= Weavertown, Berks County, Pennsylvania =

Unincorporated community in Pennsylvania, U.S.

Weavertown is an unincorporated community in Amity Township, Berks County, Pennsylvania, United States. It is located approximately 3.6 miles north of Amity Gardens on Pennsylvania Route 662 (Old Swede Road) and is served by the Daniel Boone Area School District.

==History==
Weavertown was named after Colonel Jacob Roth Weaver (1751–1831), who commanded the local Pennsylvania Militia and fought the Battle of Brandywine in the Revolutionary War. His father Peter also resided in Amity. Peter was one of the seven sons of Pioneer Jacob Weaver (Weber), who was a member of the Kocherthal Party and arrived on the shores of the Hudson River at Quassaic Kill, New York in January 1709. In 1725, he migrated to Amity Township with his family.
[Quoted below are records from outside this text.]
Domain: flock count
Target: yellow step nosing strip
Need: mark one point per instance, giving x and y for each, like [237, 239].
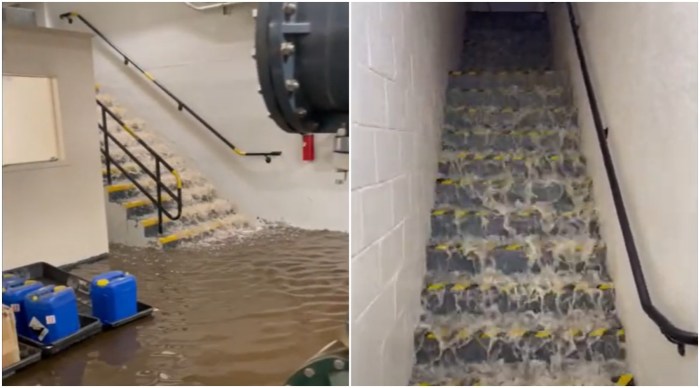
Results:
[120, 187]
[624, 379]
[152, 221]
[193, 232]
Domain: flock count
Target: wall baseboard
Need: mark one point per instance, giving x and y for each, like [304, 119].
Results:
[68, 267]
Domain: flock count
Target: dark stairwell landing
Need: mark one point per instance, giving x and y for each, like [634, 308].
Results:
[516, 291]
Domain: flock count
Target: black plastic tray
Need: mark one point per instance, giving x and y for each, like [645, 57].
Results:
[28, 355]
[48, 274]
[89, 326]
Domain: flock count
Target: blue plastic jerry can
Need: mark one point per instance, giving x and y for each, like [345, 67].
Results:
[52, 313]
[113, 296]
[14, 296]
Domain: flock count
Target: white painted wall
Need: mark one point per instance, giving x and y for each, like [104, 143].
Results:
[643, 61]
[205, 58]
[401, 53]
[30, 119]
[55, 211]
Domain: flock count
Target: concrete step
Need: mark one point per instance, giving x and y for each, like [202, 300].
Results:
[455, 223]
[201, 230]
[521, 77]
[524, 292]
[511, 21]
[191, 215]
[574, 372]
[538, 254]
[560, 194]
[503, 140]
[513, 96]
[510, 117]
[511, 165]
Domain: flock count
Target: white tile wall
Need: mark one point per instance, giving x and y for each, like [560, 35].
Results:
[401, 53]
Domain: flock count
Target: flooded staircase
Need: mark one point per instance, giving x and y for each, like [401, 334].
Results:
[132, 217]
[516, 290]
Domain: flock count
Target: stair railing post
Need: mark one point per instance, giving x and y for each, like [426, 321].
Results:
[106, 142]
[158, 199]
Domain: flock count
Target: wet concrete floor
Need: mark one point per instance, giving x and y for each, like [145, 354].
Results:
[243, 313]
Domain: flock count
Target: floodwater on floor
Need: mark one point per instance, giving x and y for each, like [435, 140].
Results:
[237, 313]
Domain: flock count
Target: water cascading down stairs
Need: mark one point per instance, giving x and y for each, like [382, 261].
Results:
[516, 290]
[132, 217]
Jacob (1678–1752) and his wife Anna Elisabethe (Parmentier) (1683–1769) are buried in St. Gabriel's Church (formerly known as the Molatton Church). Peter (1715–1779) and Jacob Roth Weaver are buried in St. Paul's Lutheran Church in Amityville. This general area (Oley Valley) was also settled by Daniel Boone's family (see the Daniel Boone Homestead) and the grandfather of Abraham Lincoln.